Plus problématique encore, des patrons de groupes américains de la Défense, du domaine pétrolier, ont vu leur rémunération doubler depuis le 11 septembre 2001, faisant du même coup grimper le coefficient de relation avec un salarié. (Reuters).
Depuis 1999, des exemples se retrouvent chez les grands noms de nos industries, de la distribution, du service et d’ailleurs pour ne citer que les estimations en millions d’euros des dédits de leur patron Jean-Marie Messier chez Vivendi (60 millions) qui a déjà retrouvé son rythme de croisière dans ses interviews à la presse, Frans Rombouts à La Poste (2,5 millions), Daniel Bernard chez Carrefour (29 millions), Philippe Jaffré chez Elf (30 millions). Plus tard, ces dédits sont revus ou annulés. Pierre Bilger renonce à son dédit Alstom (5), Jurgen Schrempp de Daimler Chrisler reste sans dédit (0). Jorma Ollila, ex-patron Nokia (0) retrouve une place chez Royal Dutch. Récemment encore, le PDG de la Banque d’Italie s’est vu forcé de quitter son siège et de perdre ainsi des émoluments généreux. Encore plus récemment, le journal La Libre Belgique du 12 avril, titrait : "Le patron de Belgacom ne risque pas de se retrouver sur la paille" ; en effet, Didier Bellens aurait droit à 5,1 millions d’euros. En 2005, chez le brasseur belgo-brésilien Groupe InBev le départ de trois top managers a coûté 31 millions d’euros, le CEO, John Brock, Stuart Gilliland, directeur Europe et Patrice Thys, directeur Asie-Pacifique, dans le même temps, 500 emplois en Europe sont sur la sellette et le patron brésilien impose d’économiser sur les photocopies. Je ne suis pas sûr que ce soit pour une raison écologique ! Antoine Zacharias, PDG de Vinci (BTP) a été contraint de démissionner, poussé vers la sortie par le conseil d’administration à cause de son "scandaleusement riche" salaire de 4,5 millions d’euros, une prime de départ de 13 millions, une retraite de 2,2 millions et des "stock option-fiction" estimés à plus de 170 millions. Noel Forgeard de EADS s’est senti très instable après le retard des A380 qui a fait chuter de 5,5 milliards d’euros la valeur de la société.

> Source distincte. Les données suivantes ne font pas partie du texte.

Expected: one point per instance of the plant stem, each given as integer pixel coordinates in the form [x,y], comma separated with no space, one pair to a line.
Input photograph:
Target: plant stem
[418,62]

La liste n’est pas close et les parachutes dorés sont là parce que "je le vaux bien", expliciterait la pub.
"Si les rémunérations sont perçues comme injustes, la confiance dans le système capitaliste pourrait en souffrir", disait L’Echo du 5 septembre 2006.
Mais, dans ces hautes sphères, ce monde-là reconnaît ses membres. On se serre les coudes. On se protège.

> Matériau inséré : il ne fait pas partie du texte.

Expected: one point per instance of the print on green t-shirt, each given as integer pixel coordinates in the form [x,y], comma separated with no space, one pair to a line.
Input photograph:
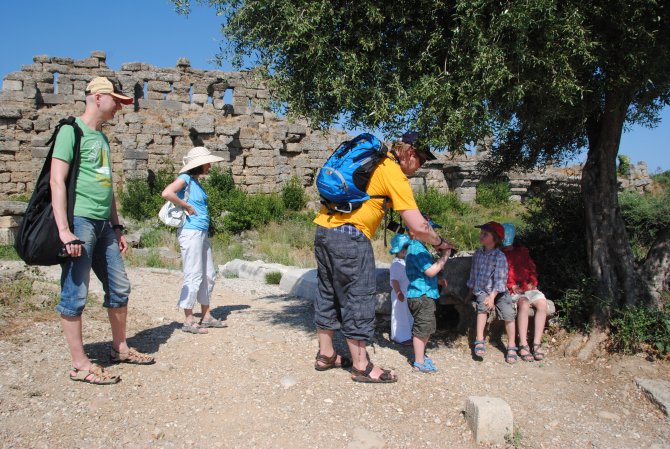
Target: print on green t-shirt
[93,197]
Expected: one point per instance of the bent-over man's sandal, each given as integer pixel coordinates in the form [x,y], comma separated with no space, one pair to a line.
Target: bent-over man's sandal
[364,376]
[330,362]
[95,375]
[133,357]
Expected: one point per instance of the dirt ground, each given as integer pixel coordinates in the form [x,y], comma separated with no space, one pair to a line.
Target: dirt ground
[253,385]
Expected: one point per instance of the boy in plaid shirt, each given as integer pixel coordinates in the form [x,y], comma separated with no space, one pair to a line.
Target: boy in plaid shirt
[488,288]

Les chasseurs de têtes sont par ailleurs très heureux de recaser ce genre de personnalité qui constitue l’élite des top managers.
Bolkestein, ça vous en a dit, des choses ! Sa fameuse directive de la Commission européenne, contestée à son origine, recontestée après amendement et qui devait libérer les services à outrance, oubliant la concurrence importée par les travailleurs, en provenance de pays européens moins bien lotis en avantages sociaux et financiers et qui apportaient leurs règles dans leurs bagages. Cet ancien ministre hollandais de la Défense, pensionné, mais toujours membre et président de beaucoup d’organismes, donc rémunéré très probablement avec émoluments qui portent un autre nom, n’accepte plus depuis bien longtemps les interviews de journalistes non rentables, mais organise des conférences bien payées un peu partout.
La politique n’a pas ses laissés-pour-compte non plus. Gérard Schröder, ex-chancelier allemand, mis à l’écart relativement récemment, s’est inscrit sur la liste des "bienheureux" en devenant collaborateur de l’agence Harry Walker de New York, qui a déjà un catalogue de célébrités, dont Bill Clinton et le chanteur Bono. L’ex-chancelier va très probablement vite regretter de ne pas avoir eu les dernières élections plus tôt, quand on sait que les rémunérations peuvent de ce côté monter à plus de 200 000 euros par discours. Le Nouvel obs de fin novembre 2006, en parlant de lui, se posait la question de savoir s’il restait de la vie après la mort politique de septembre 2005. Il est resté zen, dit-on en réponse. Pragmatique, de surcroît. Il est actuellement président de la Nord-European Gas Pipeline (filiale de Gazprom) et de plus, on va tout savoir, il a écrit ses mémoires, ce camarade chancelier.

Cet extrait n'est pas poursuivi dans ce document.